INFO:lightning:Using native 16bit precision.
initializing ddp: GLOBAL_RANK: 1, MEMBER: 2/2
INFO:lightning:initializing ddp: GLOBAL_RANK: 1, MEMBER: 2/2
lo-s4-039:21587:21587 [0] NCCL INFO Bootstrap : Using [0]fabric:10.204.67.89<0> [1]enp129s0f0:10.204.3.89<0>
lo-s4-039:21587:21587 [0] NCCL INFO NET/Plugin : No plugin found (libnccl-net.so).
libibverbs: Warning: couldn't open config directory '/etc/libibverbs.d'.
libibverbs: Warning: no userspace device-specific driver found for /sys/class/infiniband_verbs/uverbs1
libibverbs: Warning: no userspace device-specific driver found for /sys/class/infiniband_verbs/uverbs0
lo-s4-039:21587:21587 [0] NCCL INFO NET/IB : No device found.
lo-s4-039:21587:21587 [0] NCCL INFO NET/Socket : Using [0]fabric:10.204.67.89<0> [1]enp129s0f0:10.204.3.89<0>
NCCL version 2.4.8+cuda10.1
lo-s4-039:21614:21614 [1] NCCL INFO Bootstrap : Using [0]fabric:10.204.67.89<0> [1]enp129s0f0:10.204.3.89<0>
lo-s4-039:21614:21614 [1] NCCL INFO NET/Plugin : No plugin found (libnccl-net.so).

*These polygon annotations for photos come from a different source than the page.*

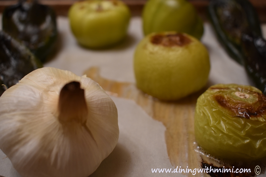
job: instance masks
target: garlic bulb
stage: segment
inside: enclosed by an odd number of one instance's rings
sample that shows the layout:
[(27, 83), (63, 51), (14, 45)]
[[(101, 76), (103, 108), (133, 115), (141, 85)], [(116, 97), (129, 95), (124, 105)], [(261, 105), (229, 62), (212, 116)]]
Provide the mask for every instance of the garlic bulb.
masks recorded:
[(35, 70), (5, 91), (0, 105), (0, 148), (23, 177), (87, 177), (117, 142), (113, 102), (69, 71)]

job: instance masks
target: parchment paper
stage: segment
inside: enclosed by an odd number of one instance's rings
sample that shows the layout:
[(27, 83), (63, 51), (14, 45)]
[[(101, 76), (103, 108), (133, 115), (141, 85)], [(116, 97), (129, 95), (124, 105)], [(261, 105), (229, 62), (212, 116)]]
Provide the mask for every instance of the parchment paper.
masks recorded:
[[(124, 41), (111, 48), (100, 50), (88, 49), (79, 45), (71, 32), (66, 18), (59, 17), (57, 22), (59, 34), (57, 52), (45, 66), (69, 70), (80, 76), (89, 68), (98, 66), (103, 77), (121, 82), (135, 82), (134, 52), (143, 37), (140, 17), (132, 18), (128, 35)], [(262, 27), (264, 34), (266, 34), (266, 25)], [(202, 41), (210, 55), (211, 70), (209, 86), (219, 83), (251, 84), (244, 68), (230, 58), (217, 42), (209, 24), (205, 24)], [(180, 173), (152, 172), (152, 168), (176, 168), (172, 166), (168, 158), (164, 139), (165, 127), (148, 116), (133, 101), (111, 97), (118, 111), (120, 131), (118, 143), (113, 152), (90, 176), (184, 176)], [(1, 151), (0, 175), (20, 176)]]

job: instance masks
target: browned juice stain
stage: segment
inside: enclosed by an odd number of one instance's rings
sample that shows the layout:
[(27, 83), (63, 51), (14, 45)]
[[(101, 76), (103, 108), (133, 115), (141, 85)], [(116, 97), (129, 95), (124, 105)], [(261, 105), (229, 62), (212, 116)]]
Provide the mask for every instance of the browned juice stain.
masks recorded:
[[(121, 82), (101, 77), (99, 69), (91, 68), (84, 74), (97, 82), (106, 91), (118, 97), (134, 100), (153, 119), (166, 128), (165, 136), (171, 164), (192, 170), (200, 168), (201, 159), (195, 151), (194, 114), (197, 98), (202, 91), (178, 101), (166, 102), (155, 99), (138, 89), (134, 83)], [(197, 173), (184, 173), (188, 176), (201, 176)]]

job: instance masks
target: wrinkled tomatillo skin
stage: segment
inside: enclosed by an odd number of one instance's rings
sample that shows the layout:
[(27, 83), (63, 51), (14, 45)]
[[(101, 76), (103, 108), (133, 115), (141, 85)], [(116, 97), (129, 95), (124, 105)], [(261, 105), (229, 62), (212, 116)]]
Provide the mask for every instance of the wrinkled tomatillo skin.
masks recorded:
[(195, 134), (216, 158), (252, 160), (266, 157), (266, 97), (250, 86), (215, 85), (198, 99)]
[(135, 50), (137, 86), (162, 100), (177, 100), (200, 90), (207, 82), (210, 69), (206, 48), (185, 33), (152, 33)]

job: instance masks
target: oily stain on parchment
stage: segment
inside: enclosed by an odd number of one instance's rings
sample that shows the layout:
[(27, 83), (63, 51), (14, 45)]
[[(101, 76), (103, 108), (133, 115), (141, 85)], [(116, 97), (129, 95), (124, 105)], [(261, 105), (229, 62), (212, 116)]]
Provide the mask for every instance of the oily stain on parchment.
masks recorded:
[[(132, 100), (150, 116), (162, 122), (166, 127), (165, 139), (167, 153), (174, 167), (185, 169), (200, 168), (201, 159), (195, 151), (194, 114), (197, 98), (203, 91), (178, 101), (164, 102), (154, 99), (138, 89), (134, 83), (121, 82), (103, 78), (97, 68), (84, 73), (112, 95)], [(189, 176), (201, 176), (197, 173), (184, 173)]]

libibverbs: Warning: couldn't open config directory '/etc/libibverbs.d'.
libibverbs: Warning: no userspace device-specific driver found for /sys/class/infiniband_verbs/uverbs1
libibverbs: Warning: no userspace device-specific driver found for /sys/class/infiniband_verbs/uverbs0
lo-s4-039:21614:21614 [1] NCCL INFO NET/IB : No device found.
lo-s4-039:21614:21614 [1] NCCL INFO NET/Socket : Using [0]fabric:10.204.67.89<0> [1]enp129s0f0:10.204.3.89<0>
lo-s4-039:21587:21646 [0] NCCL INFO Setting affinity for GPU 0 to 1fd001fd
lo-s4-039:21614:21647 [1] NCCL INFO Setting affinity for GPU 1 to 1fd001fd
lo-s4-039:21587:21646 [0] NCCL INFO Channel 00 :    0   1
lo-s4-039:21587:21646 [0] NCCL INFO Ring 00 : 0[1] -> 1[2] via P2P/IPC
lo-s4-039:21614:21647 [1] NCCL INFO Ring 00 : 1[2] -> 0[1] via P2P/IPC

lo-s4-039:21587:21646 [0] transport/p2p.cc:574 NCCL WARN failed to open CUDA IPC handle : 711 peer mapping resources exhausted
lo-s4-039:21587:21646 [0] NCCL INFO init.cc:669 -> 1
lo-s4-039:21587:21646 [0] NCCL INFO init.cc:815 -> 1
lo-s4-039:21587:21646 [0] NCCL INFO init.cc:951 -> 1
lo-s4-039:21587:21646 [0] NCCL INFO misc/group.cc:69 -> 1 [Async thread]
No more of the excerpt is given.